L’éloquence est une belle chose et lors même que la forme est emphatique, si la pensée est sincère et l’aspiration élevée, il convient d’applaudir. Mais ce qu’il faut éviter c’est de croire qu’une pensée sincère et une aspiration élevée, recouvertes d’un peu d’éloquence, peuvent tenir lieu d’un plan pratique d’éducation nationale.
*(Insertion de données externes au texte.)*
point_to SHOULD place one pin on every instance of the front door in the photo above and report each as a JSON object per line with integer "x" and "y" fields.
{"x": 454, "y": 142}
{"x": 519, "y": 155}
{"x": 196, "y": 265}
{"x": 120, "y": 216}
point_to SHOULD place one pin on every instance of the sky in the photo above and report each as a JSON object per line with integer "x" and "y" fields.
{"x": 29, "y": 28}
Revenons à M. Viviani. Il aurait dit encore, si les compte rendus sont précis, que « la France ne doit pas être déchue de son rôle intellectuel et piétiner dans l’arène commerciale et industrielle où l’ont précédée de jeunes nations. » Ceci est plus grave, c’est de l’ignorance. Il n’est plus permis aujourd’hui de ne pas connaître la valeur de l’effort intellectuel créé par les « jeunes nations » que Napoléon et beaucoup d’autres après lui ont commis l’erreur de croire uniquement préoccupées de gagner de l’argent ! Très vieux jeu en cette circonstance, le moderne M. Viviani ! Il croit que le flambeau Français éclaire de haut la marche trébuchante des nations. Pas toujours exacte dans le passé, cette conception de notre rôle national est fausse dans le présent et paraîtra parfaitement ridicule dans l’avenir. Aucune nation, aucun peuple n’ont ce privilège de guider les autres d’une façon continue. Ils ont leur mission spéciale et la nôtre est assez grande et assez belle pour contenter notre orgueil sans que nous allions chercher au-delà.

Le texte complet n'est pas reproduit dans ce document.